Understanding how the economic, cultural and everyday meets is a crucial area for contemporary feminist media studies, as well as understanding sites of resistance. My main concern with New Femininities, however, is how feminist history and media is constructed – particularly in the domain of ‘third wave feminism’. In their introduction, Gill and Scharff attend critically to any fetishization of the ‘new’. As they state, “We are wary of a world saturated by consumerist logics and an attention economy in which a premium is placed (even in academia) on the ‘new’ (if not improved)” (p.2). Third wave feminism is a highly contested term, and a political identity and agenda which is still being fleshed out. In New Femininities, we have a nuanced examination of contemporary German feminist texts which seeks to trouble any simplistic notions of one-fits-all notions and definitions of new feminisms (Scharff). In her chapter, “The Contradictions of Successful Femininity: Third-Wave Feminism, Postfeminism and ‘New’ Femininities”, Shelley Budgeon does a good job of trying to round up some of the current theorisations of what ‘new feminism’ might look like and do. But, thinking about the politics of citation, as Clare Hemmings has drawn our attention to, we can question what texts are being named as emblems of this new feminist articulation.

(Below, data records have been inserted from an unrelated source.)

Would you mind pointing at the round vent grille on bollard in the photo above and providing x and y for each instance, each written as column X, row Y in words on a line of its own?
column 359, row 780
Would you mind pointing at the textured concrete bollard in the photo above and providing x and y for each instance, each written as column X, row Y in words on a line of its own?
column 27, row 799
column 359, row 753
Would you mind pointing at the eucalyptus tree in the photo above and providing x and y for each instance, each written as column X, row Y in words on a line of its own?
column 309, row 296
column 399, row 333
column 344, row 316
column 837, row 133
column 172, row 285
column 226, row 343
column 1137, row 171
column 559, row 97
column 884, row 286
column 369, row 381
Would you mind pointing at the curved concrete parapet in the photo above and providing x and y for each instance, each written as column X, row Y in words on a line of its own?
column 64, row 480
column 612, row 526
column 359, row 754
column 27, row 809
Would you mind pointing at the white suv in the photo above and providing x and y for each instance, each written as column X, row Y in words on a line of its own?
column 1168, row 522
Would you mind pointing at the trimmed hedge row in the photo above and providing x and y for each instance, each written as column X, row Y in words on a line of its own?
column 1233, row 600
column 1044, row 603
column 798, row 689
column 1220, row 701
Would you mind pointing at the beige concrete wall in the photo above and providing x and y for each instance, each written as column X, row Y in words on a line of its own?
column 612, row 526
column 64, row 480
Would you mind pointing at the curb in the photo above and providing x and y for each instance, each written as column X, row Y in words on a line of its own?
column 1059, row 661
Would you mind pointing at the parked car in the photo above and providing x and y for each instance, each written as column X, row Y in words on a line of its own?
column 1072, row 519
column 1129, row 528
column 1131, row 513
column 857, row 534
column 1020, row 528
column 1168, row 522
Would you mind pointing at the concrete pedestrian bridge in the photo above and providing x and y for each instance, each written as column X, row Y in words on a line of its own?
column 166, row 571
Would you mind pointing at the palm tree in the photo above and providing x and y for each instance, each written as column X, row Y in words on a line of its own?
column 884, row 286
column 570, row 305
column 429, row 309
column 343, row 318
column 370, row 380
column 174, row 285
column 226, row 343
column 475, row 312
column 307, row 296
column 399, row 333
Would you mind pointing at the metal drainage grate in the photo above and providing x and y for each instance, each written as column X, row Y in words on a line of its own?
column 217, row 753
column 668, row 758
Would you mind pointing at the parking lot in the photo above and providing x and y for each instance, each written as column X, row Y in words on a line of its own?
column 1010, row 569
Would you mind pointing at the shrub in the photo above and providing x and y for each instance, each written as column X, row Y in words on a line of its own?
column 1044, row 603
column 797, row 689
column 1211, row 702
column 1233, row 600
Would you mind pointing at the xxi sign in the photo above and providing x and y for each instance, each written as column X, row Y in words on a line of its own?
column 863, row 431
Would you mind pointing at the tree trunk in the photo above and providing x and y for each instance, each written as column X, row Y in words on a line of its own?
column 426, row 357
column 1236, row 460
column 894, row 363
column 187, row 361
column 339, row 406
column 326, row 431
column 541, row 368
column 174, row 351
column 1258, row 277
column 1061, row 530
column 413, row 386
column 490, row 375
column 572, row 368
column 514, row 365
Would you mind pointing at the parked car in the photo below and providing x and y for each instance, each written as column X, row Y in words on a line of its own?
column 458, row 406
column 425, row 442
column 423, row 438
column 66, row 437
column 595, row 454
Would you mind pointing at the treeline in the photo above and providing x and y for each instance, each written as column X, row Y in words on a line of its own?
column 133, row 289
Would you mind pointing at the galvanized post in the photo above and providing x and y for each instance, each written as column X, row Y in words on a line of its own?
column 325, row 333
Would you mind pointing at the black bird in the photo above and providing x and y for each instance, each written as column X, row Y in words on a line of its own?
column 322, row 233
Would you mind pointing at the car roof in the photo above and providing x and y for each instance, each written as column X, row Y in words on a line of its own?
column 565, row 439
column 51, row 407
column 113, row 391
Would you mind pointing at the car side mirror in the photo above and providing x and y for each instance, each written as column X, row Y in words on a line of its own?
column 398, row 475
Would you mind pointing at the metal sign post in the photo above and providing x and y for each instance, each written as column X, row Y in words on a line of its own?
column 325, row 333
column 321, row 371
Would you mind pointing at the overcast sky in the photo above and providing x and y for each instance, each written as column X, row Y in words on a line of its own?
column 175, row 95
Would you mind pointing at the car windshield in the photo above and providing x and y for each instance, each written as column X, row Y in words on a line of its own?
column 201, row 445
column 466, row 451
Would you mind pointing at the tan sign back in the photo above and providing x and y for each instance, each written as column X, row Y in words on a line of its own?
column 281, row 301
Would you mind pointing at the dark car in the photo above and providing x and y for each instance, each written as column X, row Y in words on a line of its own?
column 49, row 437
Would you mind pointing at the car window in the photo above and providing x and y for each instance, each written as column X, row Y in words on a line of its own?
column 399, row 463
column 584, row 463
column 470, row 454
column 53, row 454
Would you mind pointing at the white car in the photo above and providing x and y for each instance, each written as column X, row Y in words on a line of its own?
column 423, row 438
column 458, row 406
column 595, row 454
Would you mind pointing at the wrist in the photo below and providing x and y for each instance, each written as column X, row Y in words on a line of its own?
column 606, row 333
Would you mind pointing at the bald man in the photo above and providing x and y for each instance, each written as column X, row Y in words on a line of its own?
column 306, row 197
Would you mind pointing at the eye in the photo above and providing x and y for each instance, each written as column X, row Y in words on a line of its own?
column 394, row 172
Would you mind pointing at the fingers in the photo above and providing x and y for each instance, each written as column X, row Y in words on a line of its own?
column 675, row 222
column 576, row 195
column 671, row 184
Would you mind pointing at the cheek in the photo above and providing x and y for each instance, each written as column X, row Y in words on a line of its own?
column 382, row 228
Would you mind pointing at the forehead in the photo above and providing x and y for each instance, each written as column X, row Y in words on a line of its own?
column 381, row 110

Invariably (aside from Scharff’s chapter), it’s the now-canon of the North American popular books Manifesta: Young Women, Feminism and the Future (2000); Catching a Wave: Reclaiming Feminism for the 21st Century (2003); Listen Up: Voices from the Next Feminist Generation (1995) and To Be Real: Telling the Truth and Changing the Face of Feminism (1995). No where to be seen is Colonize This!: Young Women of Color on Today’s Feminism (2002).
Officially published books are cited over long running feminist magazines and blogs, which calls into question the wider politics of publishing, visibility and feminism.* In Andrea Press‘ chapter on young women’s reception to America’s Next Top Model, third wave feminism is rendered in simple terms: “As normally defined, feminists of the third wave seek to avoid second wave’s essentialism, and maintain that the second-wave universalized the perspective of upper-middle-class, white heterosexual women” (p.117). I wrote ‘eeek’ in pencil in the margin. For all the ways this erases the work of women of color, working class and lesbian women of earlier generations, and for the lack of analytical engagement with what new feminisms might be on the ground.** Entrenched in this claim is also the spectre of intergenerational feminist conflict, which some self-declared third wavers are keen to avoid.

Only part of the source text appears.